Tylko Niedźwiedzia...
...jakaś taka sama, przy Jezuickiej, Batorego. A wokół żadnych zwierząt. - Szkoda byłoby ją odmieniać, jak te wszystkie inne, które pochodzą od fauny - sugeruje nasz Czytelnik.
I nie trzeba. O wyjaśnienie tej sprawy poprosiliśmy Jerzego Derendę, prezesa Towarzystwa Miłośników Miasta Bydgoszczy. Dylematem "Na ul. Niedźwiedzia czy na ul. Niedźwiedziej?" zajmował się w "Dzienniku Wieczornym" już w 1988 roku.
Jak podkreśla, o tym, czy mamy odmieniać nazwę ulicy decyduje jej pochodzenie. - Krążyła legenda o niedźwiedziu, który niegdyś ponoć utopił się w pobliżu tej ulicy, ale nie tutaj szukałbym źródeł nazwy ulicy - zaczyna Derenda. - Wiarygodne są zapiski znanego bydgoskiego...

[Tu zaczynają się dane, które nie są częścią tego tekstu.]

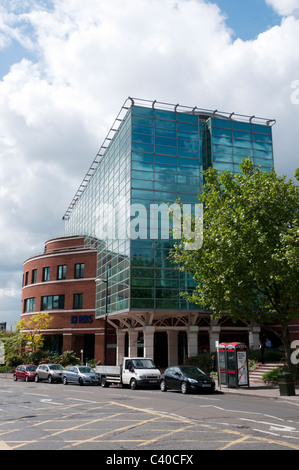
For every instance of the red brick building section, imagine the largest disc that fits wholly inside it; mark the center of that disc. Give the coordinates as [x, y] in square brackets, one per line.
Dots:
[61, 282]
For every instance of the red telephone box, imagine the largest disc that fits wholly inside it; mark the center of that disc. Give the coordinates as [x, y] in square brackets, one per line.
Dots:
[233, 364]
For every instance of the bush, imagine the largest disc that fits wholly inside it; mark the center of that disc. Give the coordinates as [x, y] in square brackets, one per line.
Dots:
[272, 375]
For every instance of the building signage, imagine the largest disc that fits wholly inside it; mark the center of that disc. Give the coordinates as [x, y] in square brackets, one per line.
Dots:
[81, 319]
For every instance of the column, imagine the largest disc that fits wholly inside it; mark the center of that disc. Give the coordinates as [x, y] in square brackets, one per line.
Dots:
[148, 337]
[254, 335]
[214, 336]
[133, 335]
[67, 342]
[192, 333]
[172, 347]
[120, 348]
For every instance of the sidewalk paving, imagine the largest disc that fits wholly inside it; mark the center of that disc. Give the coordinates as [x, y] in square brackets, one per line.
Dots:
[258, 389]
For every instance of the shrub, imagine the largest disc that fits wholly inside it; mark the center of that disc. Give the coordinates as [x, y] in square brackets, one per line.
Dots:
[272, 375]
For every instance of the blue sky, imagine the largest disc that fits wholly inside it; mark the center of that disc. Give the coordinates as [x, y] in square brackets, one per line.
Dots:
[85, 58]
[248, 18]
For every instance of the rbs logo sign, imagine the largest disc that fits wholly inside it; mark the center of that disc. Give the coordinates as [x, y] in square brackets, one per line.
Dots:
[81, 319]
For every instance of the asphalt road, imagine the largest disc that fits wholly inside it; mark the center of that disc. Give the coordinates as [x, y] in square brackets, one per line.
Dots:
[46, 416]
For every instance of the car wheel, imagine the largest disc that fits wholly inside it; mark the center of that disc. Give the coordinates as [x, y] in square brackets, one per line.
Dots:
[163, 386]
[104, 383]
[133, 384]
[184, 387]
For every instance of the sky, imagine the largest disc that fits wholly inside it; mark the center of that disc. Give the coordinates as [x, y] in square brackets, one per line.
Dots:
[67, 66]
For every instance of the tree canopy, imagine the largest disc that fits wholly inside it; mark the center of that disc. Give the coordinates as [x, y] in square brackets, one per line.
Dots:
[248, 266]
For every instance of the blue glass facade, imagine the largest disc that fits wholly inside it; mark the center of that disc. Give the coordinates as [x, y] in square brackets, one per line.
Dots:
[156, 156]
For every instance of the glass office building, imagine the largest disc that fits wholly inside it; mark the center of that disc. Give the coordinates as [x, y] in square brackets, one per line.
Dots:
[155, 154]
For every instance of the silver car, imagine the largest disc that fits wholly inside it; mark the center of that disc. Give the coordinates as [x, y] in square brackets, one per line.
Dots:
[80, 375]
[49, 372]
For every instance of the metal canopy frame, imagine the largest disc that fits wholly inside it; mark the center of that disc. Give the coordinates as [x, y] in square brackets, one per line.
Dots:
[204, 114]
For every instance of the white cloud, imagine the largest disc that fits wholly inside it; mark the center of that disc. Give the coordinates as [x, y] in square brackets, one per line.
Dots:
[90, 56]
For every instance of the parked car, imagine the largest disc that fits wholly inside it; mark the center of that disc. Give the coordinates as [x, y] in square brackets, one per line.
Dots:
[25, 372]
[187, 379]
[80, 375]
[49, 372]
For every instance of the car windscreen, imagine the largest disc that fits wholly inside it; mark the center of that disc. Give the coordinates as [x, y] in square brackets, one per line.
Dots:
[85, 370]
[143, 364]
[192, 371]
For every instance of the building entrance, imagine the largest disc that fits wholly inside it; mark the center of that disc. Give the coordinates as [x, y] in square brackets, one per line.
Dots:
[161, 349]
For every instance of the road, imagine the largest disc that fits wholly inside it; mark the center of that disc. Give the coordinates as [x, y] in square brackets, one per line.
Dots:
[42, 416]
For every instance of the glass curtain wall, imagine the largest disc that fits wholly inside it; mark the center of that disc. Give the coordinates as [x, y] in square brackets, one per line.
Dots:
[166, 165]
[155, 157]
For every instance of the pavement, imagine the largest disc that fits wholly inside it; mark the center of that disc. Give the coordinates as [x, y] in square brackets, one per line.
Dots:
[258, 389]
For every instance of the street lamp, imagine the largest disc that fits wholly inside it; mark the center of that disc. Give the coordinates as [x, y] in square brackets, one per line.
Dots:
[106, 318]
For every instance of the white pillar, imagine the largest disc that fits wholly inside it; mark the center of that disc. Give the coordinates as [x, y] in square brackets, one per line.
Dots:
[192, 333]
[133, 335]
[120, 349]
[148, 338]
[172, 347]
[254, 335]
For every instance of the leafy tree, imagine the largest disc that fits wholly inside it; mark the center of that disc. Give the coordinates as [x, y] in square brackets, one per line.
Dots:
[27, 340]
[248, 266]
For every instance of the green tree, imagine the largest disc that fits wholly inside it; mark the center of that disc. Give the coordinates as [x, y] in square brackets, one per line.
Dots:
[248, 266]
[27, 340]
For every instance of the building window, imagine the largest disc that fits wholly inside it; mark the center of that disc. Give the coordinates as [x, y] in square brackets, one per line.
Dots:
[46, 274]
[34, 276]
[52, 302]
[29, 305]
[61, 271]
[78, 301]
[79, 270]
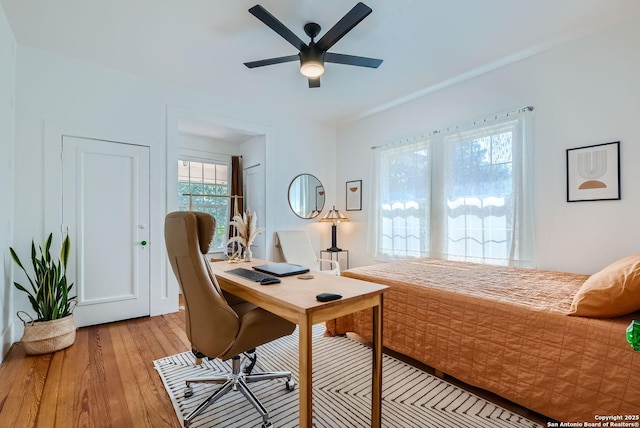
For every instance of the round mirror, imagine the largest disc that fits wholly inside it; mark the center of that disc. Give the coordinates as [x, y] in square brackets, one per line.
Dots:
[306, 196]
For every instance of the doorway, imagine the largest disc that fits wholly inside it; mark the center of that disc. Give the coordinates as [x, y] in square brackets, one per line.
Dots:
[105, 209]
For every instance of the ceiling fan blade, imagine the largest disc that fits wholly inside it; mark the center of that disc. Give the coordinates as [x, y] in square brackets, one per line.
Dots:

...archiwisty Zygmunta Malewskiego.
Pisał on:
"Stara ta ulica należąca do najdawniejszych ulic śródmieścia zawdzięcza swoją nazwę starodawnej aptece, która nosiła godło "Niedźwiedź", kiedy to aptekę tę posiadał Niemiec Bär".

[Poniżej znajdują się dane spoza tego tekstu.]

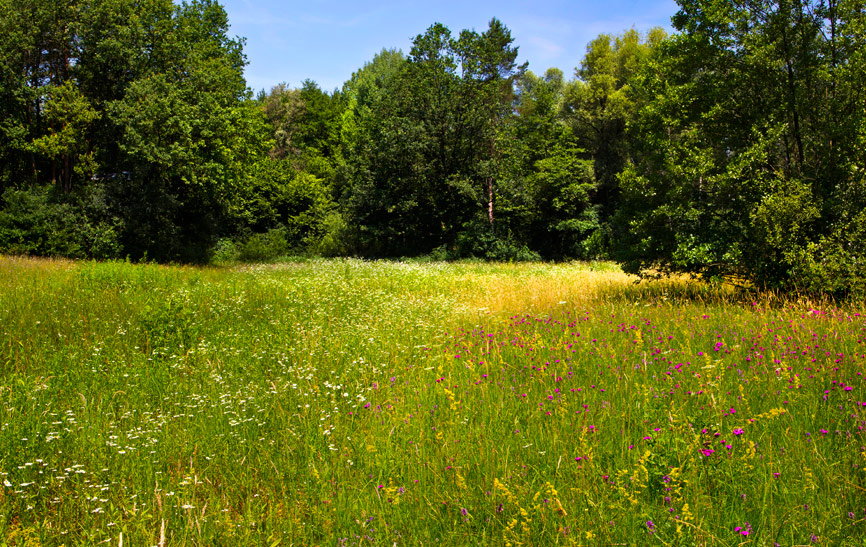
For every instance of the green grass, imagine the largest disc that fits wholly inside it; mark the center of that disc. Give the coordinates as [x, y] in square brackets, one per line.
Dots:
[372, 403]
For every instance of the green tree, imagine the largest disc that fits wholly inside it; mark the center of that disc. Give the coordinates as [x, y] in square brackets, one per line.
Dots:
[599, 102]
[743, 143]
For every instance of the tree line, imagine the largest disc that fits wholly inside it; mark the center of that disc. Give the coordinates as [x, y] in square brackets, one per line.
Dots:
[731, 149]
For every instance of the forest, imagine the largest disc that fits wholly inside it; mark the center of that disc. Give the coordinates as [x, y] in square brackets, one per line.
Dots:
[732, 149]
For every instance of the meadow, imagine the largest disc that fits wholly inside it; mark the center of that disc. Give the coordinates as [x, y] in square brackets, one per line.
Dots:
[347, 402]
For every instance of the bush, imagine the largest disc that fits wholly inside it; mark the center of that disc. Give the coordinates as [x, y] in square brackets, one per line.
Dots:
[45, 222]
[478, 241]
[264, 247]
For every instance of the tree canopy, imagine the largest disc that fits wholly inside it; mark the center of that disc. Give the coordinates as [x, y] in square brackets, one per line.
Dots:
[731, 149]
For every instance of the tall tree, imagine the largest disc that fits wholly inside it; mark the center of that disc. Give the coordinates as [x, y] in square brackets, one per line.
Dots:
[740, 158]
[489, 72]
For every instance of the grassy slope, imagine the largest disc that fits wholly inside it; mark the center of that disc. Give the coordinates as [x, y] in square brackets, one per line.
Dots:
[346, 402]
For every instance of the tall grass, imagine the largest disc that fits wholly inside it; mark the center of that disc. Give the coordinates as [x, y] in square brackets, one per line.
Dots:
[347, 403]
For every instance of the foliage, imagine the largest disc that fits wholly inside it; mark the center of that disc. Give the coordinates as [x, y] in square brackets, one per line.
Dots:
[318, 400]
[744, 142]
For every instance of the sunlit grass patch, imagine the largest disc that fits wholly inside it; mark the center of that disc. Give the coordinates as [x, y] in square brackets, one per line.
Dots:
[350, 402]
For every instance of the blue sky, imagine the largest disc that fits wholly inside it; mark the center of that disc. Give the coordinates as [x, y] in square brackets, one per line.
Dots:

- A więc po niemiecku nazywał się właśnie Niedźwiedź - tłumaczy Derenda. I przytacza jeszcze jedno źródło: - W publikacji "Czy znasz ulice Bydgoszczy?" Józef Podgóreczny wspomina o mieszczaninie o nazwisku Bär, który mieszkał w tym samym domu, co apteka. Nie ma zatem wątpliwości, figurka niedźwiedzia przygląda się z góry ulicy Niedźwiedzia, a nie Niedźwiedziej.